The Cretan resistance was a resistance movement against the occupying forces of Nazi Germany and Italy by the residents of the Greek island of Crete during World War II. Part of the larger Greek Resistance, it lasted from 20 May 1941, when the German Wehrmacht invaded the island in the Battle of Crete, until the spring of 1945 when they surrendered to the British. For the first time during World War II, attacking German forces faced in Crete a substantial resistance from the local population. Cretan civilians picked off paratroopers or attacked them with knives, axes, scythes or even bare hands. As a result, many casualties were inflicted upon the invading German paratroopers during the battle.

Development

The Cretan resistance movement was formed very soon after the Battle of Crete, with an initial planning meeting on 31 May 1941. It brought together a number of different groups and leaders and was initially termed the PMK, but later changed the name to EAM like the principal communist-led resistance movement on the mainland.
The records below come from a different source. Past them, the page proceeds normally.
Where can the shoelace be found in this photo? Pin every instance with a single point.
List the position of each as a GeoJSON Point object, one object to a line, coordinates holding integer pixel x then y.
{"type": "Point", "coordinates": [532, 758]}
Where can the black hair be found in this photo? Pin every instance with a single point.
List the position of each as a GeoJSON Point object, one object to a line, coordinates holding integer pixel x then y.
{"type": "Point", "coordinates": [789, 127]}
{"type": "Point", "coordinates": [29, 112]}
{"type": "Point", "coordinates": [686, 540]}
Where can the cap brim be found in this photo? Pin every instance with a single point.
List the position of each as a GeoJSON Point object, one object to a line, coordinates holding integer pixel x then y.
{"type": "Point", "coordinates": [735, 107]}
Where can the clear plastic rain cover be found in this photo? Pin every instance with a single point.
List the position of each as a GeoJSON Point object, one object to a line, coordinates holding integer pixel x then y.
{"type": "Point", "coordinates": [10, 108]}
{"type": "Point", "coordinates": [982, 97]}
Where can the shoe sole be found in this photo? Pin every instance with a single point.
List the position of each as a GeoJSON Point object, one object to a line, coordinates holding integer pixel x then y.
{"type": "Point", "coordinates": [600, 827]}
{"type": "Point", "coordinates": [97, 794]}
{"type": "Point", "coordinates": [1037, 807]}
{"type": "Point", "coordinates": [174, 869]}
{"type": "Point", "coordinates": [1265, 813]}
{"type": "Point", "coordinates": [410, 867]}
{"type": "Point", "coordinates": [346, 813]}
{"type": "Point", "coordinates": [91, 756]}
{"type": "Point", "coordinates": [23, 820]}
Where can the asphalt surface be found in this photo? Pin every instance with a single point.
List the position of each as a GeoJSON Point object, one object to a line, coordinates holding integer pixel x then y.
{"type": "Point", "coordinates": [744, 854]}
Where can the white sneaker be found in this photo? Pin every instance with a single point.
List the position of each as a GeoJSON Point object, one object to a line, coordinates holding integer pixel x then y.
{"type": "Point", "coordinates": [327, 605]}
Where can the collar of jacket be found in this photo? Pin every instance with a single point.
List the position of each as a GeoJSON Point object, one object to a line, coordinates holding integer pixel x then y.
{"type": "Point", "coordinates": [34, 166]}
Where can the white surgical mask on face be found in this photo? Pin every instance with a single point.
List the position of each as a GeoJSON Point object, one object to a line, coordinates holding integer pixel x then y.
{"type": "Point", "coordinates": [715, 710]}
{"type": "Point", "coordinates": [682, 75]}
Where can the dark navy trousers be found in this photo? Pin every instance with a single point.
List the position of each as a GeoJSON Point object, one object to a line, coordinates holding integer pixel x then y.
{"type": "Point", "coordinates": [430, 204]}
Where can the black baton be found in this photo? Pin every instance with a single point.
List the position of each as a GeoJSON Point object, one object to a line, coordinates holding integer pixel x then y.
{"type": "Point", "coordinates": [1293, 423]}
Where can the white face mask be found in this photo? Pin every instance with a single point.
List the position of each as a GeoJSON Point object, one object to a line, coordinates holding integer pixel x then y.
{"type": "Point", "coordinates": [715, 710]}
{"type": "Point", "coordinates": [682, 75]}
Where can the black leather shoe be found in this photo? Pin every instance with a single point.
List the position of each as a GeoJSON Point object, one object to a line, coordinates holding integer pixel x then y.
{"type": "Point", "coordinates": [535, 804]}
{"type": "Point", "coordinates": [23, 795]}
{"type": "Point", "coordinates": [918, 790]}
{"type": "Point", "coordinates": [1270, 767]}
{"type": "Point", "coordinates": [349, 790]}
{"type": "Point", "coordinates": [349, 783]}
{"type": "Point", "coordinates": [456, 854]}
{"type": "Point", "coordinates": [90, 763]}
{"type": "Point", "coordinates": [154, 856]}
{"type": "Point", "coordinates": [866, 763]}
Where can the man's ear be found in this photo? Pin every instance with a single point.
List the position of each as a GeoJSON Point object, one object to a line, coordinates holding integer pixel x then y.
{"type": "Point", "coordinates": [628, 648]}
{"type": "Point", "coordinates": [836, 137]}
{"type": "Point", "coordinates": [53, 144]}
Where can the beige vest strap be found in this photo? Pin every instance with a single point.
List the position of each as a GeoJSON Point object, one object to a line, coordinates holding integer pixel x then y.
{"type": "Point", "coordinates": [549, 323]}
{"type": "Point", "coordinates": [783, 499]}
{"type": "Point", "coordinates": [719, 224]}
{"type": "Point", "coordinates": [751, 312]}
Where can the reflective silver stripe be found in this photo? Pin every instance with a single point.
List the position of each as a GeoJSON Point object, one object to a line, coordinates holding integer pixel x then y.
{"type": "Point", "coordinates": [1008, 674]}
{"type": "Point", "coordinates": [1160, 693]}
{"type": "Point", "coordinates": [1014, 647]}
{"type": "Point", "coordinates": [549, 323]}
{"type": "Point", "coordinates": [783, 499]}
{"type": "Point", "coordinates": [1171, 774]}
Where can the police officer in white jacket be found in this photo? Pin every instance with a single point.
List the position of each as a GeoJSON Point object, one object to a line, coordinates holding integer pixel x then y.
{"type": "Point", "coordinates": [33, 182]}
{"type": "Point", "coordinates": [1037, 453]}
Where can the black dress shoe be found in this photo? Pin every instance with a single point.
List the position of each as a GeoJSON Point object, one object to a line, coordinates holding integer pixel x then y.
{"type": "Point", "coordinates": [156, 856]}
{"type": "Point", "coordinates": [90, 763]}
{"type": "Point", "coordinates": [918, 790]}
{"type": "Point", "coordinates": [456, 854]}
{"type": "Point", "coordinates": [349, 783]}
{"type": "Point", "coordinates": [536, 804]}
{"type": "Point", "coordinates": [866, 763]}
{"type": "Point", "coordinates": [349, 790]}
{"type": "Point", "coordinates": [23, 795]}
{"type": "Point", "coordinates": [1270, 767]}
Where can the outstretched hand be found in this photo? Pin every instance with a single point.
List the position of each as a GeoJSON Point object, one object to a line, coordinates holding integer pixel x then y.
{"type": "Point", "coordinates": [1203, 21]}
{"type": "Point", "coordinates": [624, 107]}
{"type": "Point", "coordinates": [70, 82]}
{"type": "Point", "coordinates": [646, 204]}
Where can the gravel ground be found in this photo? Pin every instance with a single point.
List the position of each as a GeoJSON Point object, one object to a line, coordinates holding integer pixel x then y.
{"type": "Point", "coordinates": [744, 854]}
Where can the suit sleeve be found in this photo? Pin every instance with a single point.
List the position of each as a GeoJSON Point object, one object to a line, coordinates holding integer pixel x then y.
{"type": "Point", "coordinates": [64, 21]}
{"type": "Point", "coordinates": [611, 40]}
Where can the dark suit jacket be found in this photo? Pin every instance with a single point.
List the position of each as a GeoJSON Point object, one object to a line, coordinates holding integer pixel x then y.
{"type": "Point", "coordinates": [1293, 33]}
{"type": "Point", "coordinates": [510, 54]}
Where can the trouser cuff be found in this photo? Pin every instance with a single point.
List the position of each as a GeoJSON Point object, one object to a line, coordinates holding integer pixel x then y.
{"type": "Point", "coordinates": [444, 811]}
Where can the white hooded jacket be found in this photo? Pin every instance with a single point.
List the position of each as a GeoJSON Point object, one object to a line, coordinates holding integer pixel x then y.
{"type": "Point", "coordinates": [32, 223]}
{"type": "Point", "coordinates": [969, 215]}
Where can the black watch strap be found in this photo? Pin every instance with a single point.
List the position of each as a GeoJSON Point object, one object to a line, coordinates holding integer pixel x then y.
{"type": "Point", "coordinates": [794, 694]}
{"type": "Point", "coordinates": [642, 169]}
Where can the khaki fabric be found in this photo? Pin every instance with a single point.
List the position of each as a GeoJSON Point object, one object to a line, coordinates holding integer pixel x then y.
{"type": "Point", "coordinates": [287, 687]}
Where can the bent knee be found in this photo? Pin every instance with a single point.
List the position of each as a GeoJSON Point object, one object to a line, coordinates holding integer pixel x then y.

The primary objective of the movement, on the one hand, was to support the Cretan people under occupation by boosting morale, providing information, and distributing of food at a time of great deprivation, and on the other hand to undertake certain operations against the Germans, including a number of sabotage operations. A notable success was the battle to prevent the destruction of Kastelli airport by the Germans as they were leaving eastern Crete.

History

Communication by boat with Egypt was established as a means of evacuating British and Dominion soldiers who had been trapped on Crete and for bringing in supplies and men to liaise with Cretan resistance fighters. After Pendlebury had been executed by the Germans during the Battle of Crete, "Monty" Woodhouse, who had been appointed director of the SOE in Heraklion, made contact with civilians. He approached a young high school student named George Doundoulakis after observing his keen knowledge as a Greek interpreter in Archanes during the Battle of Crete. He asked him to support SOE in hiding and assisting British and Dominion soldiers who were unable to be evacuated. Doundoulakis formed an underground organisation under the auspices of the SOE, along with his brother, Helias Doundoulakis.
Doundoulakis' organisation led to two major accomplishments: the destruction of the Kastelli Airfield, orchestrated by the SOE along with his friend Kimon Zografakis, and the destruction by the RAF of a German convoy destined to resupply Field Marshal Erwin Rommel in September 1942. After the war, George Doundoulakis was awarded the King's Medal for Courage in the Cause of Freedom from Great Britain for his services and assisting in the evacuation and safety of British and Dominion stragglers from Crete.
The non-communist wing was formed under the name National Organization of Crete . Other resistance figures included Petrakogiorgis, whose SOE's code name was "Selfridge," and Manolis Bandouvas, whose code name was "Bo-peep".
Both had their contacts in EOK, and SOE. When Dunbabin was replaced by Patrick Leigh Fermor, known to the Cretans as “Michalis”, George Doundoulakis continued his intelligence gathering. George Doundoulakis, John Androulakis, and Leigh Fermor, along with guerrilla leader Manolis Bandouvas, would take refuge within the mountainous SOE hideouts of Mount Ida. Leigh Fermor became renowned after the war in the British book and film, Ill Met by Moonlight, for his abduction of German General Kreipe from Crete. Following Doundoulakis' exit from Crete to join the American Office of Strategic Services, he handed off leadership of the organisation he initiated to Mikis Akoumianakis, son of the caretaker at Knossos. Akoumianakis, known by his SOE code name "Minoan Mike," would later partake in the kidnapping of General Kreipe from Crete.
Leigh Fermor has said of the Cretan resistance that if it had not been for their resolve, the Battle of Crete would have been over more quickly and the SOE's operations greatly curtailed. It was solely due to their cohesiveness, not found anywhere else in Europe, that the SOE was able to move about the island essentially at will:
... When the Germans invaded Crete, their armies had just defeated the whole of Europe, except – thanks, perhaps, to the fluke of the Channel's existence – England. Logically the civilian population could have been expected to remain inactive while the professionals – the British Commonwealth and a small number of Greek troops – fought it out with the invaders. But to the great astonishment of both sides, all over the island bodies of Cretans – villagers, shepherds, old men, boys, monks and priests and even women, without any collusion between them or master plan or arms or guidance from the official combatants – rose up at once and threw themselves on the invaders with as little hesitation as if the German war machine were a Pasha's primitive expedition of Janissaries armed with long guns and scimitars. They had not a second doubt about what they should do ...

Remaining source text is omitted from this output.